On the surface, the siblings got along. However, underneath that façade, things often reached just below the boiling point. But upon the death of their mother, the boiling point is reached. The outcome of her estate is in question, and the siblings resort to fighting over the assets. Estate litigation is inevitable.
You did not want this matter to come down to this, but it seems that there is no choice but to pursue litigation to resolve this situation and rightfully get what you deserve. It is time to legally challenge the will, whether named in it or left out of this legal document. There are many reasons for estate litigation to come to the forefront, including whether you felt shortchanged by the will or suspect your brother who cared for your mother subscribed to elder abuse.
Breach of fiduciary duty, undue influence
Here are some of the reasons why estate litigation occurs:
- Abuse by the executor: The executor has many duties in settling the estate but, sometimes, this person neglects his or her duties or flat out commits crimes such as theft or forgery. This is an example of breach of fiduciary duty. Get that executor replaced and pursue litigation.
- Signs of undue influence: Perhaps your parent is being abused and intimidated by your brother who is supposed to be caring for her.
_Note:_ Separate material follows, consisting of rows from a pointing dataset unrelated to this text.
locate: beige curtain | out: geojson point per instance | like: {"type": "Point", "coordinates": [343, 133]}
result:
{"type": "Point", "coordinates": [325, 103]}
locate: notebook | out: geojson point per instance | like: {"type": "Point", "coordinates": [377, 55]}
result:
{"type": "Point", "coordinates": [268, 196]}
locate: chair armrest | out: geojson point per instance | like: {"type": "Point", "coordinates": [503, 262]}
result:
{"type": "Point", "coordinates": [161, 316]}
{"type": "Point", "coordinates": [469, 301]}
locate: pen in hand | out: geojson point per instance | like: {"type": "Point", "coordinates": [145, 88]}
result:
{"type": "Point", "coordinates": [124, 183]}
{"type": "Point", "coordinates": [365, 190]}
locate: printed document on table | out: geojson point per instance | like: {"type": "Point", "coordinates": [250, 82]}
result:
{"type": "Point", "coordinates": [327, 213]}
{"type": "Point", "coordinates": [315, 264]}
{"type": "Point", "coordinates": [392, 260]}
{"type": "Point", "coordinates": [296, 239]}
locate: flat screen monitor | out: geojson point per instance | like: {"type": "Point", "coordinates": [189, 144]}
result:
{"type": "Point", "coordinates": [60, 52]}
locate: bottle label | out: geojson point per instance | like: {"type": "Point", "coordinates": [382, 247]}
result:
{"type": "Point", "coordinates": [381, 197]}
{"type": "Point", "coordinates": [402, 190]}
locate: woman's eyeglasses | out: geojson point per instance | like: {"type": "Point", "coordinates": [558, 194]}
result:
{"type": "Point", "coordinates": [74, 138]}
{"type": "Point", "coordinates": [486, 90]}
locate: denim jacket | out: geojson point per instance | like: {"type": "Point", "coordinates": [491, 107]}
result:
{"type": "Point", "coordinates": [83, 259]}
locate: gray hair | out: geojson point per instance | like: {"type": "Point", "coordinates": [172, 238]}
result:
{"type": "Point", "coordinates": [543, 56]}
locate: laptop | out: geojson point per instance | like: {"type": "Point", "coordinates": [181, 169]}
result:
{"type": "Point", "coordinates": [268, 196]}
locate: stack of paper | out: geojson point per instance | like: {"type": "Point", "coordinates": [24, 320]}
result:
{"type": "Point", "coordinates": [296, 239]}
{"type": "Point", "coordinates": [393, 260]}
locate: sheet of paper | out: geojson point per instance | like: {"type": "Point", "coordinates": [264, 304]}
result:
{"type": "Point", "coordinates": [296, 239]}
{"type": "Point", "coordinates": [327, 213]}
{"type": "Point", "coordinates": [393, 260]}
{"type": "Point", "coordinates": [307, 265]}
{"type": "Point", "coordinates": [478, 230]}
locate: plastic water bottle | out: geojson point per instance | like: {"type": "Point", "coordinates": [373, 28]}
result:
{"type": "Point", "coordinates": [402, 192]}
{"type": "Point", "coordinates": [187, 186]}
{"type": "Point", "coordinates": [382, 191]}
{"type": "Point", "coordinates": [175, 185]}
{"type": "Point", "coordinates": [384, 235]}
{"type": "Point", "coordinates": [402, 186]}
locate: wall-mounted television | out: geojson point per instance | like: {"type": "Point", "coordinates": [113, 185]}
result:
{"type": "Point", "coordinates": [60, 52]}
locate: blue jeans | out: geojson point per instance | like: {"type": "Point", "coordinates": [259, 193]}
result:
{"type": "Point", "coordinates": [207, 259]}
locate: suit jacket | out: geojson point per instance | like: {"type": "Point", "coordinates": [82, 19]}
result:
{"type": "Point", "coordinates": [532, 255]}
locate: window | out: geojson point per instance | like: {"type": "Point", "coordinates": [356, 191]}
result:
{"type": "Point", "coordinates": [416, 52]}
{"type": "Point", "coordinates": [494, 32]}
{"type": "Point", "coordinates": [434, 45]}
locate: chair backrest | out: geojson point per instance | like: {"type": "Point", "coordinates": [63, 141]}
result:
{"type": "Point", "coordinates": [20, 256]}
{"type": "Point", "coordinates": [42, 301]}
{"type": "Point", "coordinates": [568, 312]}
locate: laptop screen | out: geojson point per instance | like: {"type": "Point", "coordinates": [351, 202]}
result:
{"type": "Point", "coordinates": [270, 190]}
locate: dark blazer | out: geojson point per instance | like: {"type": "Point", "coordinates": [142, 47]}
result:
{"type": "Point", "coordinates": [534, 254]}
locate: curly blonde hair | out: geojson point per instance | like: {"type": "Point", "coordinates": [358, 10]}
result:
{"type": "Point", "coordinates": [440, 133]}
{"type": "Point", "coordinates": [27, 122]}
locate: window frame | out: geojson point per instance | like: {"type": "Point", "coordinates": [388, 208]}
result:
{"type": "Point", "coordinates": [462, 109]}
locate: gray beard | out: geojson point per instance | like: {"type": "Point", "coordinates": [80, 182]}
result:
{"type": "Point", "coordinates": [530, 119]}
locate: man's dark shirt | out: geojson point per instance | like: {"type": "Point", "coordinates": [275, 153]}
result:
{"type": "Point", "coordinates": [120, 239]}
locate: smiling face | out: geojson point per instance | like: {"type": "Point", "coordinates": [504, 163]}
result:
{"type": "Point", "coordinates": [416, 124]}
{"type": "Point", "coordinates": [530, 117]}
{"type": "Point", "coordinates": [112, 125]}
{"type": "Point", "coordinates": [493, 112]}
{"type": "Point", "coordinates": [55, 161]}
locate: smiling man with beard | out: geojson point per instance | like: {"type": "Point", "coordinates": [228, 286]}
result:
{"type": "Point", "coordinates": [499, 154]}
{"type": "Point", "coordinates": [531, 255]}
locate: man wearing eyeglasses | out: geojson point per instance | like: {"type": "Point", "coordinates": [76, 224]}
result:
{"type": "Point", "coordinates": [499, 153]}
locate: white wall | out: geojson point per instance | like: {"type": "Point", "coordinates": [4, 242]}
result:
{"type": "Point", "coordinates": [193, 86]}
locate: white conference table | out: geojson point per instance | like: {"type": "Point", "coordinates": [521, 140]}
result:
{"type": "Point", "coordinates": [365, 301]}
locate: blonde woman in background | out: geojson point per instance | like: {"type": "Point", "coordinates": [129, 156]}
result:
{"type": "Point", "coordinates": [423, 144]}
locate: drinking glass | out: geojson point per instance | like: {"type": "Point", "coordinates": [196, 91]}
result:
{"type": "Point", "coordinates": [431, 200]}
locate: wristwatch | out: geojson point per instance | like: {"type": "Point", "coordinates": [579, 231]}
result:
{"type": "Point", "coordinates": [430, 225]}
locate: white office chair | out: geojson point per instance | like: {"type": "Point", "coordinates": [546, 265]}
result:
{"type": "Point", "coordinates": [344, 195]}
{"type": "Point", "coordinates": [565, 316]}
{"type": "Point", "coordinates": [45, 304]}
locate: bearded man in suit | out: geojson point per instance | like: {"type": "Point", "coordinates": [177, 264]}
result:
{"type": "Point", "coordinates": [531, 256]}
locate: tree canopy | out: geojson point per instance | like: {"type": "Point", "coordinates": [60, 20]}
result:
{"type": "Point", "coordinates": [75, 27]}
Such domineering behavior from your sibling may lead to him influencing your mother in the details within the will. This is a prime example of elder abuse, too.
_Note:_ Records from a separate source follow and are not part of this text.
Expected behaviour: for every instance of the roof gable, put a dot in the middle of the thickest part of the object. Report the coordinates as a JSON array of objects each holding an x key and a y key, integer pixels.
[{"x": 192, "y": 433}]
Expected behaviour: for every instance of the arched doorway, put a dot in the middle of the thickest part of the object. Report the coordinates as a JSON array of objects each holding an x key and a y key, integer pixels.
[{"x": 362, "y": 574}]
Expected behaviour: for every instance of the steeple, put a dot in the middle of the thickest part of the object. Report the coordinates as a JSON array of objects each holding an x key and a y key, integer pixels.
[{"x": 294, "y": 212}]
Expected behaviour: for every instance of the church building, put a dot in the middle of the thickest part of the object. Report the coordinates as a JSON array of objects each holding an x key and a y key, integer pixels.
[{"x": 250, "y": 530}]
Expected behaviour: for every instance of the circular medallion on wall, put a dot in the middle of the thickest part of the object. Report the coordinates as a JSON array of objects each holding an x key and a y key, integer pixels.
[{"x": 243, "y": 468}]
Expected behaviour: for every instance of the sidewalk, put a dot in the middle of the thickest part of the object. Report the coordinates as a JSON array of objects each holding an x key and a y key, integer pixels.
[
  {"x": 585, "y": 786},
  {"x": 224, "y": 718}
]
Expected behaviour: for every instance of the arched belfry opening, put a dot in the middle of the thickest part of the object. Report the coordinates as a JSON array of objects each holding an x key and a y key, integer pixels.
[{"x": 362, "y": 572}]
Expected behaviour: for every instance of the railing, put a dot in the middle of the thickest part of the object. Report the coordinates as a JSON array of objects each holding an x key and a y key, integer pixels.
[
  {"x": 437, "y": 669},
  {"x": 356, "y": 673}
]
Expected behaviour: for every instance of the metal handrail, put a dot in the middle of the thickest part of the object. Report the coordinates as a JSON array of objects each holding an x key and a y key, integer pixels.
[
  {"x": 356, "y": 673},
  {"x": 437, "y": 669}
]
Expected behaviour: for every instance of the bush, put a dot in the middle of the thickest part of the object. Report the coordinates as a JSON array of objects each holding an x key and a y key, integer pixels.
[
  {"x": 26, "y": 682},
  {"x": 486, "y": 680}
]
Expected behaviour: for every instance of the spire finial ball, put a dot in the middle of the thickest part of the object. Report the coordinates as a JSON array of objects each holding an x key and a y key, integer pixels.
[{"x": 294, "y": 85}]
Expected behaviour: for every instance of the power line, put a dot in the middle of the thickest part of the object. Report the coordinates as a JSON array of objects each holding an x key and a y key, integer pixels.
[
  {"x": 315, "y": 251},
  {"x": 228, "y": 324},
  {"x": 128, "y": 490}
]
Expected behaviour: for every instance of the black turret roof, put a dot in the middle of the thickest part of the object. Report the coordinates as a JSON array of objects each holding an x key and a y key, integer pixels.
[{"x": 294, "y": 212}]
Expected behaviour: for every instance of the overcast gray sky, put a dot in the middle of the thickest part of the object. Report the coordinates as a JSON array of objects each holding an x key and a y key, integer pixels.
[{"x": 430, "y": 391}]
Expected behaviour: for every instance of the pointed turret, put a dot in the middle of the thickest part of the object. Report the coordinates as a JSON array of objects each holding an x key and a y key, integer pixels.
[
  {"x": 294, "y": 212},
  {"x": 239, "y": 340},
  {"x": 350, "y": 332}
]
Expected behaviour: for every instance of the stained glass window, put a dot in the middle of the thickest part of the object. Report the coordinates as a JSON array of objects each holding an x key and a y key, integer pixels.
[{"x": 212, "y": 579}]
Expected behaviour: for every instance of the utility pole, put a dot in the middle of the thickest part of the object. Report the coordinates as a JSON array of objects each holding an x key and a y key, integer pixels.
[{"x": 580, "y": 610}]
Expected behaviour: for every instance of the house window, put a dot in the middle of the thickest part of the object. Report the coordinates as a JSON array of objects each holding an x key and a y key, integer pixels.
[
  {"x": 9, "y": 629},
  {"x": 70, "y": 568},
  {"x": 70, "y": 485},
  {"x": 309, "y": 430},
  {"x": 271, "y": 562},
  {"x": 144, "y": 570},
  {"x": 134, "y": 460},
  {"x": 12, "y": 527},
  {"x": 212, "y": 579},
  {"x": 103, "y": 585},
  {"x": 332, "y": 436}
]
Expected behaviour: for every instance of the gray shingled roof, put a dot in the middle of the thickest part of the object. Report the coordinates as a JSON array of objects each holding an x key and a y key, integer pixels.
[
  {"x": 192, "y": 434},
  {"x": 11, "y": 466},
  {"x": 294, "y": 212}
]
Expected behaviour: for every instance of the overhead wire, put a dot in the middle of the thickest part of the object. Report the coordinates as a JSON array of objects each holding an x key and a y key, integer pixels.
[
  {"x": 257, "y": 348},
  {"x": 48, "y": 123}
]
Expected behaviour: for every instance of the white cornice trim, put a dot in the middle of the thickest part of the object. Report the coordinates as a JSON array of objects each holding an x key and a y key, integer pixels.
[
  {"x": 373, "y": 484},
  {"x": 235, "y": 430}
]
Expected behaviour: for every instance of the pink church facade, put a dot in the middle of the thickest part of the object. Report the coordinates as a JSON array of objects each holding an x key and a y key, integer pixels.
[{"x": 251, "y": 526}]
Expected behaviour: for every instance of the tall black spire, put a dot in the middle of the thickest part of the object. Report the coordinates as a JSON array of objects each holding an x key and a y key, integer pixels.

- Lack of mental capacity: Perhaps the testator – the person who writes and signs the will — did so while suffering from a mental illness or even showed early signs of dementia. This could lead to an invalid will.
- Creditors pursuing actions: This group may include companies and individuals owed money by the estate. They may file lawsuits seeking payments if the executor has neglected to pay them.
- The division of assets: There have been many instances in which a person left out of a will has legitimate claims to secure certain assets.
Challenging a will is often something that people feel uncomfortable doing but often is the necessary thing to do. In certain circumstances, estate litigation clarifies matters within a will, especially when suspicious dealings surface.